Ein großer Fortschritt

Was lange währt, muss nicht immer gut werden. Zumal, wenn es um politische Dauerbaustellen geht. Die jetzt vom Bundeskabinett beschlossene Pflegereform darf indes zu den weitgehend gelungenen Gesetzesvorlagen dieser Wahlperiode zählen.

Den Grundstein dafür hatte freilich schon SPD-Gesundheitsministerin Ulla Schmidt gelegt, als sie vor fast einem Jahrzehnt (!) namhafte Experten mit radikalen Umbauvorschlägen zur Pflegeversicherung beauftragte. Bei Schmidts Nachfolgern Philipp Rösler und Daniel Bahr verschwand die Ideensammlung in der Schublade - die Freidemokraten scheuten die Konsequenz einer Beitragserhöhung. Erst der amtierende Ressortchef Hermann Gröhe ging ernsthaft daran, die zentrale und zwischenzeitlich immer größer gewordene Baulücke im Pflegesystem zu schließen. Dafür gebühren dem CDU-Mann Respekt und Anerkennung.

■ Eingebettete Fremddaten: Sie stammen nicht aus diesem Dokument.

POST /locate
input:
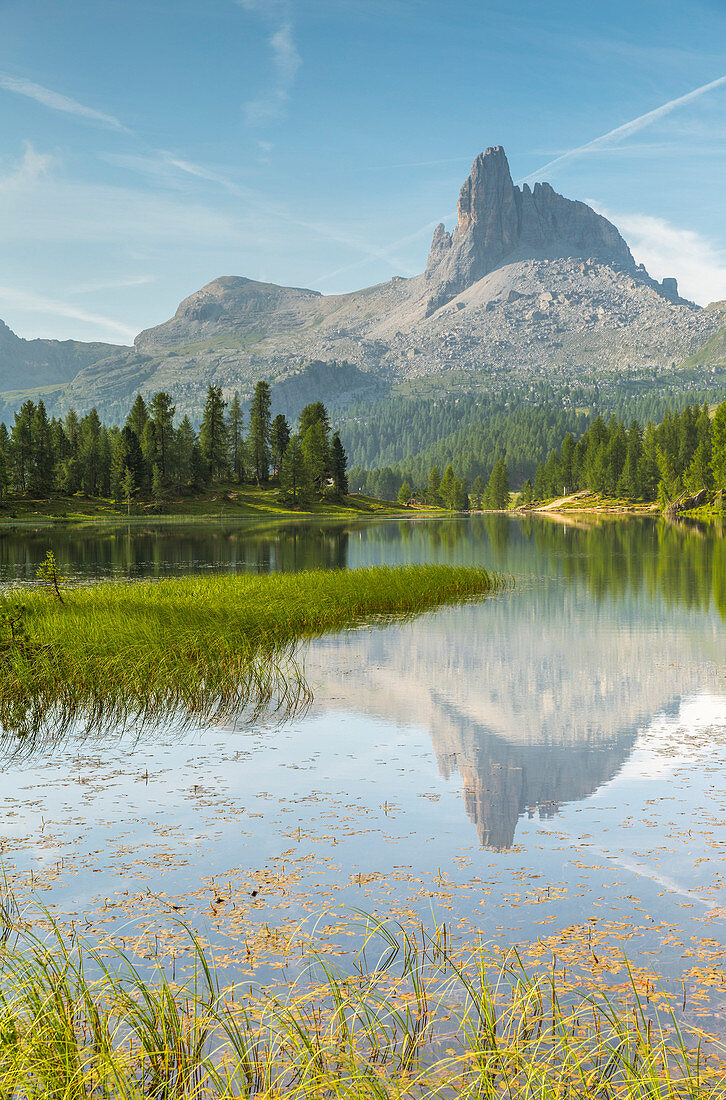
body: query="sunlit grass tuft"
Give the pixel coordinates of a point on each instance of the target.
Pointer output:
(414, 1020)
(202, 647)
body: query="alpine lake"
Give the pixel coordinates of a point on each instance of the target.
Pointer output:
(541, 769)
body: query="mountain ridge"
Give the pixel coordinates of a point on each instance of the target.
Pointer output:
(527, 285)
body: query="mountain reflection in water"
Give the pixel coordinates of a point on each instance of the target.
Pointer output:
(534, 699)
(537, 697)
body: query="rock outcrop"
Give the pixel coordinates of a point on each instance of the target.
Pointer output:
(529, 285)
(499, 223)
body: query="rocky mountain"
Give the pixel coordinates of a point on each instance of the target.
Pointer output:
(33, 363)
(528, 285)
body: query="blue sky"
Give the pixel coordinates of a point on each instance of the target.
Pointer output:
(147, 147)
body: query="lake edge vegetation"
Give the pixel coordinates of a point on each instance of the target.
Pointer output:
(200, 647)
(154, 460)
(418, 1018)
(682, 457)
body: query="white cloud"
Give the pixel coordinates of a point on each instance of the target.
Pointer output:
(669, 250)
(285, 57)
(35, 304)
(117, 284)
(31, 167)
(57, 102)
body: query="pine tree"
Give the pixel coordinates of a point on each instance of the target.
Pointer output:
(128, 488)
(497, 491)
(294, 476)
(138, 417)
(147, 443)
(41, 473)
(316, 413)
(186, 441)
(212, 435)
(339, 465)
(567, 460)
(157, 482)
(479, 490)
(279, 438)
(316, 453)
(540, 490)
(162, 413)
(447, 488)
(89, 453)
(259, 432)
(234, 432)
(433, 485)
(718, 447)
(4, 473)
(629, 483)
(526, 497)
(22, 447)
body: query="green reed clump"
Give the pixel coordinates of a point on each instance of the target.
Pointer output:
(419, 1021)
(198, 646)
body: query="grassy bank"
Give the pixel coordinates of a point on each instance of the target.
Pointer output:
(199, 646)
(415, 1020)
(226, 502)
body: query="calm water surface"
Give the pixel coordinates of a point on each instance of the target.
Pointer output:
(546, 768)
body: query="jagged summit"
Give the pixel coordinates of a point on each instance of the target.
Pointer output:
(499, 222)
(529, 285)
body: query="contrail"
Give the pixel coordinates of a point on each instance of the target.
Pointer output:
(627, 128)
(57, 102)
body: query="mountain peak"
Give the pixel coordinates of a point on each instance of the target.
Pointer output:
(499, 222)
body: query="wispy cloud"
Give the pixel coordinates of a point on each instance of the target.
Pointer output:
(669, 250)
(285, 59)
(26, 171)
(35, 304)
(56, 101)
(117, 284)
(619, 133)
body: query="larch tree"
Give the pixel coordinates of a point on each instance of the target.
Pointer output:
(259, 432)
(235, 428)
(212, 433)
(279, 437)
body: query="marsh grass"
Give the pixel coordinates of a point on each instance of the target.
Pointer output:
(197, 647)
(416, 1019)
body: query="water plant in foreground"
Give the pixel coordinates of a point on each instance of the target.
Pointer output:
(415, 1019)
(204, 647)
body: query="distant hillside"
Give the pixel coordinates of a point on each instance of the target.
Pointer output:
(528, 286)
(32, 363)
(713, 352)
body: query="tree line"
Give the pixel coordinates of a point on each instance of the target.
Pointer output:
(684, 453)
(154, 458)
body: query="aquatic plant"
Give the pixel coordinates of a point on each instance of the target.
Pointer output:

Mit Gröhes Reform wird eine große Ungerechtigkeit beseitigt. Bislang orientieren sich die Pflegeleistungen in erster Linie an den körperlichen Leiden der Betroffenen. Seelische Einschränkungen fallen dagegen häufig durch den Rost. Damit soll nun Schluss sein. Gradmesser für eine künftige Pflegeeinstufung ist die noch verbliebene Selbständigkeit der Betroffenen, unabhängig davon, ob sie mit physischen oder psychischen Gebrechen zusammenhängt. Das ist ein großer Fortschritt und für die wachsende Zahl der Demenzkranken von enormer Bedeutung. Die Umstellung von den gewohnten drei Pflegestufen auf fünf Pflegegrade (in Schmidts Expertenkonzept hießen sie "Bedarfsgrade") erlaubt es zudem, den Hilfebedarf besser auf die individuellen Bedürfnisse zuzuschneiden. Und auch pflegende Angehörige werden stärker sozial abgesichert, auch wenn die Maßnahmen hier vergleichsweise bescheiden ausfallen.

Der zentrale Schwachpunkt ist allerdings, dass Gröhe keine überzeugenden Antworten auf den zum Teil eklatanten Mangel an Pflegekräften gibt. Schon heute fehlen in der Branche mindestens 30 000 Mitarbeiter. Und durch die geplante Generalisierung bei der Ausbildung könnte sich das Problem noch verschärfen. Pflegeeinrichtungen fürchten schon, dass ihre Azubis am Ende in Krankenhäuser abwandern.

Wegen der überfälligen Neudefinierung der Pflegebedürftigkeit haben in Zukunft aber nicht nur Hunderttausende Menschen mehr Anspruch auf Leistungen. Die Qualitätsanforderungen für die Pflegekräfte steigen mit der neuen Klassifizierung von Bedürftigkeit ebenfalls. Wie diese Entwicklung ohne spürbar mehr Mitarbeiter in den Pflegeeinrichtungen bewältigt werden soll, bleibt einstweilen ein Rätsel. Hier muss Gröhe noch nacharbeiten. Schließlich taugt auch ein gutes Gesetz wenig, wenn es an der Umsetzung hapert.